L'ADEME publie depuis une quinzaine d'années une recommandation d'ordre, simple et têtue : on traite l'enveloppe d'abord, la production de chaleur ensuite. Cette règle s'appuie sur une physique élémentaire et sur le principe Négawatt — l'énergie la moins coûteuse reste celle qu'on ne consomme pas. Elle est gratuite à appliquer, et elle transforme l'équation économique d'un chantier, surtout dans le Var où les écarts de température entre été et hiver sont marqués.

L'ordre, dans les grandes lignes

Un logement non isolé dans le Var perd sa chaleur par le haut (toiture surchauffée l'été, glaciale l'hiver), par les côtés (murs exposés au mistral ou à l'humidité marine), par le bas (planchers sur caves ou vides sanitaires), et à travers ses ouvertures — dans des proportions très inégales. C'est cette géographie des pertes qui dicte la séquence.

On attaque par la toiture et les combles, qui concentrent à elles seules autour de 30 % des déperditions d'une maison ancienne. On poursuit par les murs extérieurs (20 à 25 % des pertes), puis le plancher bas sur cave, garage ou vide sanitaire (7 à 10 %). Les menuiseries — fenêtres, portes — viennent ensuite, autour de 10 à 15 %. La ventilation complète le dispositif, elle n'est pas une option, surtout dans un département où l'humidité côtière et les pics de chaleur estivaux exigent un renouvellement d'air maîtrisé. Ce n'est qu'au terme de cette séquence qu'on choisit le système de production de chaleur ou de rafraîchissement adapté au logement devenu sobre.

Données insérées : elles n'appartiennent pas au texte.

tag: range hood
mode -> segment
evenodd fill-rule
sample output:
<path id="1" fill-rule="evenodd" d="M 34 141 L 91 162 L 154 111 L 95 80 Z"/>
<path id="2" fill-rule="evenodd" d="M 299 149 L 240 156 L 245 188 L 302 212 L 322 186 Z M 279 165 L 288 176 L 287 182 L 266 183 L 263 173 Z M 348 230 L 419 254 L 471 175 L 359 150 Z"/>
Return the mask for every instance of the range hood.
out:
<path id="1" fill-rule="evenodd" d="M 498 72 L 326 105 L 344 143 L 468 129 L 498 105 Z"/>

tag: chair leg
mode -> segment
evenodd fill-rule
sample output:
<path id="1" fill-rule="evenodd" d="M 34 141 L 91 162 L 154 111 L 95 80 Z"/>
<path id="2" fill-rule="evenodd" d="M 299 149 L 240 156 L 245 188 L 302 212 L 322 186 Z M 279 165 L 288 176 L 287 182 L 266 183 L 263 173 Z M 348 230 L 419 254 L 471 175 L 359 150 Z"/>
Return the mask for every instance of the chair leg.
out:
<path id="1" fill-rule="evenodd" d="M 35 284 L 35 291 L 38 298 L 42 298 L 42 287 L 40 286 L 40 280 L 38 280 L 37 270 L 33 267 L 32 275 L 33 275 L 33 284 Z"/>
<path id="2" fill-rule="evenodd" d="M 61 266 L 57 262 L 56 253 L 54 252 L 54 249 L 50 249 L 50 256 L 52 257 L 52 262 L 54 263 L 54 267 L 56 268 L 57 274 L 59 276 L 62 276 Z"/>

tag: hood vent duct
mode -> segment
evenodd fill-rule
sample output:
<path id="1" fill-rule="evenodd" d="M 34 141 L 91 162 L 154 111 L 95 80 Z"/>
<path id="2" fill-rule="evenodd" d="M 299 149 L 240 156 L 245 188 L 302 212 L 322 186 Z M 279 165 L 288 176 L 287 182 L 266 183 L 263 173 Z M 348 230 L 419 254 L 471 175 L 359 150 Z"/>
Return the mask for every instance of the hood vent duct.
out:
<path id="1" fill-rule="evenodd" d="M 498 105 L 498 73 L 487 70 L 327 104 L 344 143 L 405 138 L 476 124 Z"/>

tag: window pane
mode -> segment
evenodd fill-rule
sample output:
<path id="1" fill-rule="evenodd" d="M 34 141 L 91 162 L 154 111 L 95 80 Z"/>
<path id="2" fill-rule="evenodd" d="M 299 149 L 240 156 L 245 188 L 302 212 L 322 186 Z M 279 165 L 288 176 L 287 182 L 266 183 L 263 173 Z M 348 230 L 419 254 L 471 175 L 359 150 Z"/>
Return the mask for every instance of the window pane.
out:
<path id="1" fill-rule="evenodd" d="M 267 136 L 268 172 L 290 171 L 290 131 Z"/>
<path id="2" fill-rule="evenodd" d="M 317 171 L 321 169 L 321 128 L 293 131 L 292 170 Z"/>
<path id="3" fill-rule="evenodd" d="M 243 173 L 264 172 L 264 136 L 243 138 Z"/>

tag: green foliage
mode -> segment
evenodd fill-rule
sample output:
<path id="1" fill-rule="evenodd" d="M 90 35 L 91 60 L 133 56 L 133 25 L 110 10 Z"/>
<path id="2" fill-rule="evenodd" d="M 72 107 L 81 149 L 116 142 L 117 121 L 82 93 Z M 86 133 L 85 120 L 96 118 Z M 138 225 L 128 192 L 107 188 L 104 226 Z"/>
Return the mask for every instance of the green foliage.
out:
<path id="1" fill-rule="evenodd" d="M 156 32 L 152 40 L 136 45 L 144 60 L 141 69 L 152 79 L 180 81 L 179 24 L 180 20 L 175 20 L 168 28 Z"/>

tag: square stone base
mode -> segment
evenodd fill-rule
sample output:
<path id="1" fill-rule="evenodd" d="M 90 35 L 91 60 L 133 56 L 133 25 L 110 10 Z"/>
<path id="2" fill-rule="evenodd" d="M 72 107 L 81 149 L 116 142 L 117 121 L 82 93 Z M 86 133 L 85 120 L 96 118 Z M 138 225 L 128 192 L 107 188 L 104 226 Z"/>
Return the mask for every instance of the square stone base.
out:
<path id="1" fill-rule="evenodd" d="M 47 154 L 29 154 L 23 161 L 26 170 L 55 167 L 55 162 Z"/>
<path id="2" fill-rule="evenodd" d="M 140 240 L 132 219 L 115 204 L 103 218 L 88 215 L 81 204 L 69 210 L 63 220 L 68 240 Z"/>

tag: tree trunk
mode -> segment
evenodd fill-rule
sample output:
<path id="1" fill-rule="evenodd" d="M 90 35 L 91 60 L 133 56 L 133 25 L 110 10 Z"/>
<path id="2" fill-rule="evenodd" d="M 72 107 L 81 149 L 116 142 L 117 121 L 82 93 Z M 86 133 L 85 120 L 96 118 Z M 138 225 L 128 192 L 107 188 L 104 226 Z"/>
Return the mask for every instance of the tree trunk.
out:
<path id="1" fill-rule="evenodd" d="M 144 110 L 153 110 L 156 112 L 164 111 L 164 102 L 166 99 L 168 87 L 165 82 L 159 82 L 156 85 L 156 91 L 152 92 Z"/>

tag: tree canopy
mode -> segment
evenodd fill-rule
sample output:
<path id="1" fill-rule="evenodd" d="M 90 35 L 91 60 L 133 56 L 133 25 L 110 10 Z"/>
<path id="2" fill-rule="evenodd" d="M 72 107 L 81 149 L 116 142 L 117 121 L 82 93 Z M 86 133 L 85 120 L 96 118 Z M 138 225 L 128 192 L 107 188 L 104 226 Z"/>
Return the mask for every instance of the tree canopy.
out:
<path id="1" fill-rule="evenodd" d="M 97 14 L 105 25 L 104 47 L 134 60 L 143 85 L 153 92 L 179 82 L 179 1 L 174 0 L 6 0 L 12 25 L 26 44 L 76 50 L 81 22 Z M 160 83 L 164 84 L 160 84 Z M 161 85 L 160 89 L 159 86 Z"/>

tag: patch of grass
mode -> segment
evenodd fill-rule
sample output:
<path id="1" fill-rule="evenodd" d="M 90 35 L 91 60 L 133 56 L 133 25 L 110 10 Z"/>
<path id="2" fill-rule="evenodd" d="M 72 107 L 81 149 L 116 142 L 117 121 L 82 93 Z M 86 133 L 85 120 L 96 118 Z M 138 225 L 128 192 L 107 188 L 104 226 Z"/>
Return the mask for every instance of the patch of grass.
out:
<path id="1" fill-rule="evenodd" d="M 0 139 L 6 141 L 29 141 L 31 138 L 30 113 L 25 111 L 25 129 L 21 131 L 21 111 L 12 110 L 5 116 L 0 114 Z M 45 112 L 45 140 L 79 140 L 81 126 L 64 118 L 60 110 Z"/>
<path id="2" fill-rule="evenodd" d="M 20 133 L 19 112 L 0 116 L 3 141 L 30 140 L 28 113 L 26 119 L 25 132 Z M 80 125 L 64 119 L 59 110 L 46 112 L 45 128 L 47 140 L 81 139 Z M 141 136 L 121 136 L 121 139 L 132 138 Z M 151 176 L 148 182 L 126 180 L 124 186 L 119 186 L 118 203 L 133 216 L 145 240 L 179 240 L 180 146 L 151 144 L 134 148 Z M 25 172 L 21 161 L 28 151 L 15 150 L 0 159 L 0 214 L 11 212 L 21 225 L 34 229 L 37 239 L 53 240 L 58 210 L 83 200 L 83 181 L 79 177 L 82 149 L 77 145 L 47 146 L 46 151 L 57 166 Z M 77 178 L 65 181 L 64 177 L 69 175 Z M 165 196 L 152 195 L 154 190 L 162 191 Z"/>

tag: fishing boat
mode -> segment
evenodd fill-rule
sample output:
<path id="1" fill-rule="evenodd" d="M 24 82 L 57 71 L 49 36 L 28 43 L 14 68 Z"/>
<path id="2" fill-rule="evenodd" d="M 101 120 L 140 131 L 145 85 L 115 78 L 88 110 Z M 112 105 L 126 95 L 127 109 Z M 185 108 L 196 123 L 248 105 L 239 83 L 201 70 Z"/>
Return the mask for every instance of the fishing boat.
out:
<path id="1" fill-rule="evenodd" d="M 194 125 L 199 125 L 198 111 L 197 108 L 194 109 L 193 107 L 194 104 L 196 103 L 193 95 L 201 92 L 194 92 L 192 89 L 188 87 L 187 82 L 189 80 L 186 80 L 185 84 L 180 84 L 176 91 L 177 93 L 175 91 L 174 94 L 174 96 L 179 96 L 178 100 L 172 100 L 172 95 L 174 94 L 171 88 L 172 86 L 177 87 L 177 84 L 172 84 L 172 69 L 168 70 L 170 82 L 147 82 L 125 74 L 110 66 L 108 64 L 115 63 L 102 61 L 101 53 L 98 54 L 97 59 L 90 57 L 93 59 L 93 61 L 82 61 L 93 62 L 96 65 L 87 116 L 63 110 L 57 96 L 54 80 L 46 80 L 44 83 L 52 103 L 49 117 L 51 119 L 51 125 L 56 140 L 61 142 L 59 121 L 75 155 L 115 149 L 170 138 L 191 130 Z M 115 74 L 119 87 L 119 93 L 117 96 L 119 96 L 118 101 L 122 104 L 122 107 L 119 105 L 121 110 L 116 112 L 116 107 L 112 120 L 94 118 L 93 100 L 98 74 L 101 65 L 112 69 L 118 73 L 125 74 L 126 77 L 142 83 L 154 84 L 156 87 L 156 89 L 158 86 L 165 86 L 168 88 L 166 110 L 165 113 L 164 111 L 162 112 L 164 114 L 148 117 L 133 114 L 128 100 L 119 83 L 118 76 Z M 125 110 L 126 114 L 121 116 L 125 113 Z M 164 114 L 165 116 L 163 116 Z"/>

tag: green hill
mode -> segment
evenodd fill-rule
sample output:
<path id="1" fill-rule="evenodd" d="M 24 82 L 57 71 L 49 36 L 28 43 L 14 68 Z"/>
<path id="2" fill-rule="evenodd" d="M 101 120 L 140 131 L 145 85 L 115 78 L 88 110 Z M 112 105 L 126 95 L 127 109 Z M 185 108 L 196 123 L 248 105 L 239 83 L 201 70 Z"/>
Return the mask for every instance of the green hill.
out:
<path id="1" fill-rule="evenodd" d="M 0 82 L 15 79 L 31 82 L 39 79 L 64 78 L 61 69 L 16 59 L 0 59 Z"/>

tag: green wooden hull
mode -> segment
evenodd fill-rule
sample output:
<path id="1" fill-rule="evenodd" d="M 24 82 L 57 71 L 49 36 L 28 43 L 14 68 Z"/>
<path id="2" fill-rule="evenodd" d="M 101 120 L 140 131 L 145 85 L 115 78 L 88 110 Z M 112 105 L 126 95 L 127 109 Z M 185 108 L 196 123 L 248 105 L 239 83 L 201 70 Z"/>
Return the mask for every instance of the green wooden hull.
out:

Inverser l'ordre ne change pas les lois de la physique : il augmente simplement le prix à payer pour arriver au même résultat, quand on y arrive. À Toulon comme à Draguignan, les artisans RGE le confirment : "On voit encore trop de clients qui installent une climatisation réversible avant d'isoler... et qui rappellent deux ans plus tard pour des problèmes de moisissures."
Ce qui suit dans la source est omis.